Personal information
- Nationality: Indian
- Born: Shriyanka Sadangi 10 January 1995 (age 31) Sambalpur, Odisha, India
- Height: 1.72 m (5 ft 8 in)
- Weight: 60 kg (132 lb)

Sport
- Country: India
- Sport: Shooting
- Event(s): 50 m rifle 3-position, 50 m rifle prone and 10 m air rifle

Medal record
Women's shooting
Representing India
World Cup
| Bronze medal – third place | 2022 Cairo | 50m Rifle 3P Individual |
Asian Shooting Championships
| Gold medal – first place | 2023 Changwon | 50 m rifle 3 positions team |
| Bronze medal – third place | 2023 Changwon | 10 m air rifle team |
Asian Airgun Championships
| Silver medal – second place | 2012 Nanchang | 10 m air rifle team |
| Silver medal – second place | 2016 Tehran | 10 m air rifle team |
South Asian Games
| Gold medal – first place | 2019 Kathmandu | 10m Air Rifle Women’s Individual |
| Silver medal – second place | 2019 Kathmandu | 50m Rifle Prone Team |

= Shriyanka Sadangi =

Indian sport shooter

Shriyanka Sadangi (born 10 January 1995) is an Indian shooter from Odisha.

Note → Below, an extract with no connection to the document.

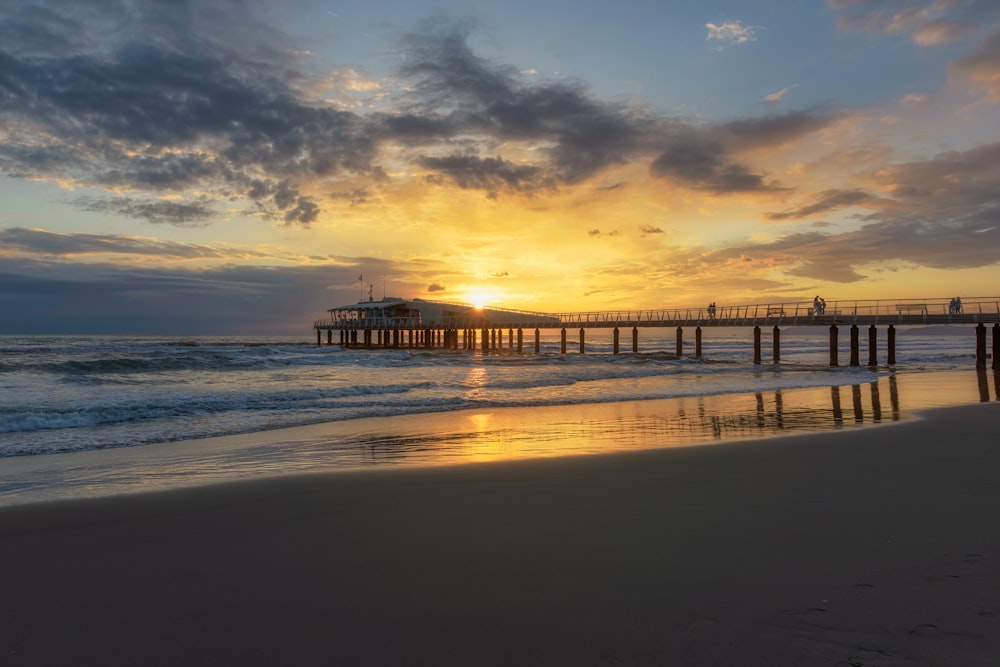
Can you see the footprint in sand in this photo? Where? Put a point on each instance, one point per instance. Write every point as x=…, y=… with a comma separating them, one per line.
x=924, y=630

She has represented her state and India at national and international level.

== Early life ==
Sadangi was born in 1995 in Sambalpur to Col. Sitansu Charan Sadangi and Sudha Sadangi. Her father's Indian army service took her to many cities in India while growing up.

== Education ==
Sadangi finished her schooling at the Delhi Public School, Vasant Kunj. She trains and practices at the Gagan Narang Academy, Pune. She also received a scholarship from the Oil and Natural Gas Corporation Limited.
She joined the MBA program at KIIT School of Management, KIIT deemed to be University in July 2018 and is currently studying there.

== Sports career ==
In 2010, Sadangi participated in the World Shooting Championship in Germany.

In October 2011 in the Asian Airgun Championship organised in Kuwait, Sadangi bagged a gold medal. In November of the same year, she won a silver and two bronze medals in individual events at the 55th National Shooting championship.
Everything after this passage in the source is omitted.